|Stable release||11.1 / 2009-6-23|
|Operating system||Linux, Microsoft Windows and Mac OS X|
Intel supports compilation for its IA-32, Intel 64, Itanium 2, processors and certain non-Intel but compatible processors, such as certain AMD processors. Developers should check system requirements. The Intel C++ Compiler for IA-32 and Intel 64 features an automatic vectorizer that can generate SSE, SSE2, SSE3 and SSE4 SIMD instructions, the embedded variant for Intel Wireless MMX and MMX 2. Since its introduction, the Intel C++ Compiler for IA-32 has greatly increased adoption of SSE2 in Windows application development.
Intel C++ Compiler further supports both OpenMP 3.0 and automatic parallelization for symmetric multiprocessing. With the add-on capability Cluster OpenMP, the compiler can also automatically generate Message Passing Interface calls for distributed memory multiprocessing from OpenMP directives.
Intel C++ Compiler belongs to the family of compilers with the Edison Design Group frontend (like the SGI MIPSpro, Comeau C++, Portland Group, and others). The compiler is also notable for being widely used for SPEC CPU Benchmarks of IA-32, x86-64, and Itanium 2 architectures.
The Intel C++ Compiler is available in four forms. It is part of Intel Parallel Studio, the Intel C++ Compiler Professional Edition package, the Intel Compiler Suite package and the Intel Cluster Toolkit, Compiler Edition. The Intel Software Products site provides more information.
Intel tunes its compilers to optimize for its hardware platforms to minimize stalls and to produce code that executes in the fewest number of cycles. The Intel C++ Compiler supports three separate high-level techniques for optimizing the compiled program: interprocedural optimization (IPO), profile-guided optimization (PGO), and high-level optimizations (HLO). It also supports tools and techniques for adding and maintaining parallelism to applications.
Profile-guided optimization refers to a mode of optimization where the compiler is able to access data from a sample run of the program across a representative input set. The data would indicate which areas of the program are executed more frequently, and which areas are executed less frequently. All optimizations benefit from profile-guided feedback because they are less reliant on heuristics when making compilation decisions.
High-level optimizations are optimizations performed on a version of the program that more closely represents the source code. This includes loop interchange, loop fusion, loop unrolling, loop distribution, data prefetch, and more.

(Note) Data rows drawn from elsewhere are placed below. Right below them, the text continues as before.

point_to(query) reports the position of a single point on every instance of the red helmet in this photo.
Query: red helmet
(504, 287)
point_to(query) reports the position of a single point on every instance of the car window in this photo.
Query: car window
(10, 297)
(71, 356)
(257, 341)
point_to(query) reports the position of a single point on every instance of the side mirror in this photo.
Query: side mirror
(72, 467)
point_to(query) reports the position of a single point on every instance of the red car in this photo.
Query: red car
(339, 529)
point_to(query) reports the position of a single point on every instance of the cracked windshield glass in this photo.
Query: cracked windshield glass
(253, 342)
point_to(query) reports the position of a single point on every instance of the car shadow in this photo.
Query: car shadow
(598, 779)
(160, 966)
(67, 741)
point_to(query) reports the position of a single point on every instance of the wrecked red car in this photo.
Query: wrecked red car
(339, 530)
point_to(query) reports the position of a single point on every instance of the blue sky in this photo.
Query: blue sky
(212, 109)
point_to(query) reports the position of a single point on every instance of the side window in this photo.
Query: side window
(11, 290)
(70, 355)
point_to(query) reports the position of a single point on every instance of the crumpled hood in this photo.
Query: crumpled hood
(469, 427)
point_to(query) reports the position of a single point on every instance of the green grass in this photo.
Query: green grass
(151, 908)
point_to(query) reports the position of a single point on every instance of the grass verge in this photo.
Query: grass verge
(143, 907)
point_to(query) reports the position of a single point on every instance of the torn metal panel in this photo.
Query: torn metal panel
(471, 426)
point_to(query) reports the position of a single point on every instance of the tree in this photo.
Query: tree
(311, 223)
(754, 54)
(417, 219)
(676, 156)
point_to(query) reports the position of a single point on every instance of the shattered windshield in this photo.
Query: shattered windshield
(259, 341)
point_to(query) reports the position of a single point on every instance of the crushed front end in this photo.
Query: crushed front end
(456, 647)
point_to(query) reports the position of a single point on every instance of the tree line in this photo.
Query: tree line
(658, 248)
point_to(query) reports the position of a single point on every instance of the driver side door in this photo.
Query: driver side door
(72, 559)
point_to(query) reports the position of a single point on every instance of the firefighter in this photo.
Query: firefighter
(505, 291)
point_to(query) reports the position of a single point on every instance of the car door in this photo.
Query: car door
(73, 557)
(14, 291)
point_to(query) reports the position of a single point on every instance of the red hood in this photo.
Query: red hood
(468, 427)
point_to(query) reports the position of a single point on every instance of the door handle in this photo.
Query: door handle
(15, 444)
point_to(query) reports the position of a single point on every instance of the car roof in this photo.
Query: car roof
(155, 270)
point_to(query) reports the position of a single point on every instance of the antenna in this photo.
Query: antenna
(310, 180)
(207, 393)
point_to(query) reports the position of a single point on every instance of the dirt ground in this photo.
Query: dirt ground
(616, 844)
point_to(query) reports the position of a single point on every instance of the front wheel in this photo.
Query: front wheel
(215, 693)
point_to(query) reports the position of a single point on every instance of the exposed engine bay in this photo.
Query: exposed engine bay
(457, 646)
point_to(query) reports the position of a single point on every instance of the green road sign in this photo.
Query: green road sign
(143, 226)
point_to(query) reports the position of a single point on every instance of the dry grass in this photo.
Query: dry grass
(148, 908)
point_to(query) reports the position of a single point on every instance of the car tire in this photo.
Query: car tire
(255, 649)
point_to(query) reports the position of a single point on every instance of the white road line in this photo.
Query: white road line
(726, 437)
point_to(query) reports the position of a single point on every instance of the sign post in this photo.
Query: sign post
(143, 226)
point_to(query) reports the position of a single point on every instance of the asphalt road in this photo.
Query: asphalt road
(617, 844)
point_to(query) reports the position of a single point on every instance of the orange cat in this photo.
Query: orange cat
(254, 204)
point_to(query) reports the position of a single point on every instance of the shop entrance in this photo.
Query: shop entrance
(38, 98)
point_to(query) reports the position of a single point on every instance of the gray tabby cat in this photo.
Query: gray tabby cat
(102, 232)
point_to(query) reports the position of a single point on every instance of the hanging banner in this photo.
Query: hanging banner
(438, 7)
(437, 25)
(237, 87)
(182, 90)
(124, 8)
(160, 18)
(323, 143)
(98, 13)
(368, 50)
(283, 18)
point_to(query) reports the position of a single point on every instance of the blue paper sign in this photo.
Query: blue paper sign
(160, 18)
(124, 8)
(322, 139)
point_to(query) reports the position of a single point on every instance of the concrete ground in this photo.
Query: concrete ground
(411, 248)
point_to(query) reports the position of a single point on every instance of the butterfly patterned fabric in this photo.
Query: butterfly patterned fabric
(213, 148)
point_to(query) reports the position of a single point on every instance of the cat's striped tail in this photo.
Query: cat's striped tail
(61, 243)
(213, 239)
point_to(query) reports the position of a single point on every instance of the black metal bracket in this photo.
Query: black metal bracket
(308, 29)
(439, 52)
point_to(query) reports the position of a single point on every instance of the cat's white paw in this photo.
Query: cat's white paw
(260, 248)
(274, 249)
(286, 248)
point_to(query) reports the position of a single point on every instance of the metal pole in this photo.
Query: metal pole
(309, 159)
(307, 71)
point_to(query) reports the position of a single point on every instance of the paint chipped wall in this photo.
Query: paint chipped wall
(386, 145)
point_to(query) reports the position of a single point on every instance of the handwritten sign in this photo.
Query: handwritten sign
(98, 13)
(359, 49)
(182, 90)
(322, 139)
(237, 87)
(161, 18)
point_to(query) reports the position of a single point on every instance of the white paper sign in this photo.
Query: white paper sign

These optimizations are usually very aggressive and may take considerable compilation time.
Interprocedural optimization applies typical compiler optimizations (such as constant propagation) but using a broader scope that may include multiple procedures, multiple files, or the entire program.
The compilers include a parallel debugger extension, Intel Threading Building Blocks, lambda function support, and a source checker tool for use with threaded code.
Early versions of ICC for Linux that predate GCC 3.x use the Dinkumware name mangling scheme in order to provide a more standard implementation of C++ than GCC 2.x. This made its ABI incompatible with both GCC versions. Intel removed the Dinkumware libraries in the 10.0 release (June 2007). Since then, the compiler has been and remains compatible with GCC 3.2 and later.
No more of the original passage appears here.